Вместе с тем Неплюев снарядил и послал к каракалпакам с добрым известием знающего по-татарски унтер-офицера, казачьего урядника Филата Гордеева и старого их знакомца Мансура Дельного, присовокупив для подарка старшинам несколько портищ сукна. Гордеев
Докладывали посланцы, впрочем, разно. Гордеев усмотрел в аулах радость неподдельную и любезность. Мансур добавлял упрямо: но и страх, да не тот, обычный, к коему издавна привыкли, а некий новый, совсем слепой, когда жить страшней, чем помереть, когда люди ходят по отчей земле с приглядкой да вприскочку, как будто она обжигает им ноги и грозит разверзнуться, — не этого ли добивался Абулхаир?
— Может стать вполне, — сказал Неплюев.
Не миновали Гордеев и Мансур Гаип-хана в его ауле.
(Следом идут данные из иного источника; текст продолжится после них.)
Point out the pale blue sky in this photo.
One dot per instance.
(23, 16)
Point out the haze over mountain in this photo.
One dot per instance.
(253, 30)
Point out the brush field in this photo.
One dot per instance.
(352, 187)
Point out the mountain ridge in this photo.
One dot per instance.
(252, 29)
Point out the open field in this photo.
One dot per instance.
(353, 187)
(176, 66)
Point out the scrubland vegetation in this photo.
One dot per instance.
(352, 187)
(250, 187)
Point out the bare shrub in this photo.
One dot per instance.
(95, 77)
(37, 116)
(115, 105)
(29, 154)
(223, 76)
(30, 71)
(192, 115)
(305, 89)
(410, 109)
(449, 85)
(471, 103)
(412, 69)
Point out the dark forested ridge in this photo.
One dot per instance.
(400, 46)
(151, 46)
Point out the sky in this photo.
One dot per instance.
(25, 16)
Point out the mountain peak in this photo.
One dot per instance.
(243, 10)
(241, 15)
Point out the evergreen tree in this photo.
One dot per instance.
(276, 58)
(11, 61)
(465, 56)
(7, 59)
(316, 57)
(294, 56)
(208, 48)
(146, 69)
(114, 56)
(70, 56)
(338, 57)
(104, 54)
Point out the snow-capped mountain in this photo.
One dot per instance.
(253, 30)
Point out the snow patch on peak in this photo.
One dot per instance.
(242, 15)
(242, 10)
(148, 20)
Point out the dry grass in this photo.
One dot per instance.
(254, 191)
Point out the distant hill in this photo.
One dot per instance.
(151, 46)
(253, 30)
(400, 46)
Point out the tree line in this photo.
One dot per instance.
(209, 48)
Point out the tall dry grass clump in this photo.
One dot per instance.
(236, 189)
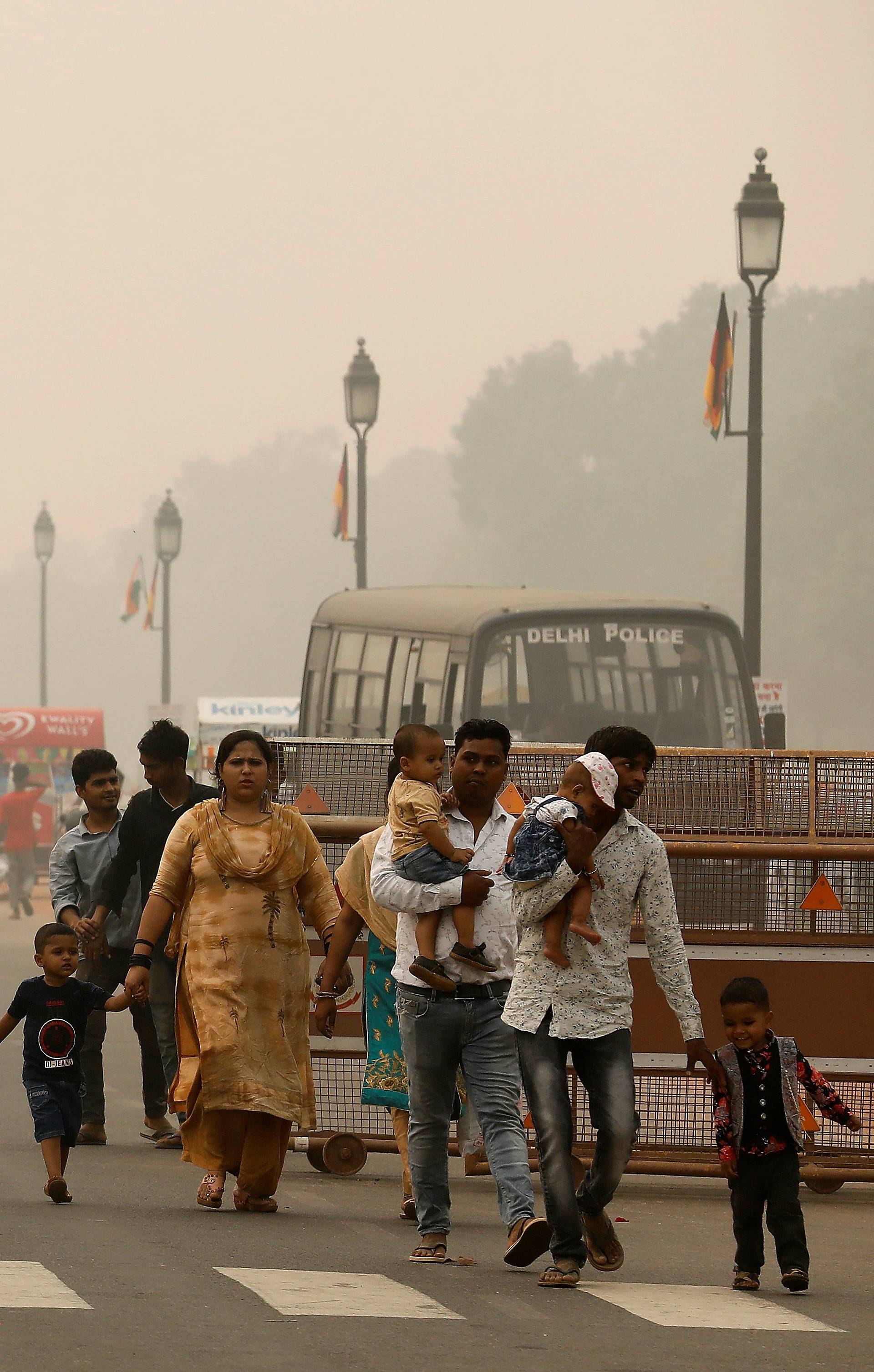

Сего господина они бранили оба дружно. Похоже на то, что Гаип-хан задумал не платить более податей Абулхаиру-хану, поскольку Маман добился своего…
Неплюев поморщился, щелкнул досадливо пальцами.
— Глупость! Чрез-вы-чайно опасная, если не роковая… Еще при государыне Анне Иоанновне мы согласились насчет каракалпаков: в подданство их принимаем, податей с них не берем. Все поборы остаются в казне Абулхаира. Понимаете, зачем такая-то юрисдикция?.. Что же, у ихнего Гаип-хана две головы не плечах?
— Он не ихний, пришлый, — сказал Мансур Дельный. — Ставленник Абулхаир-хана.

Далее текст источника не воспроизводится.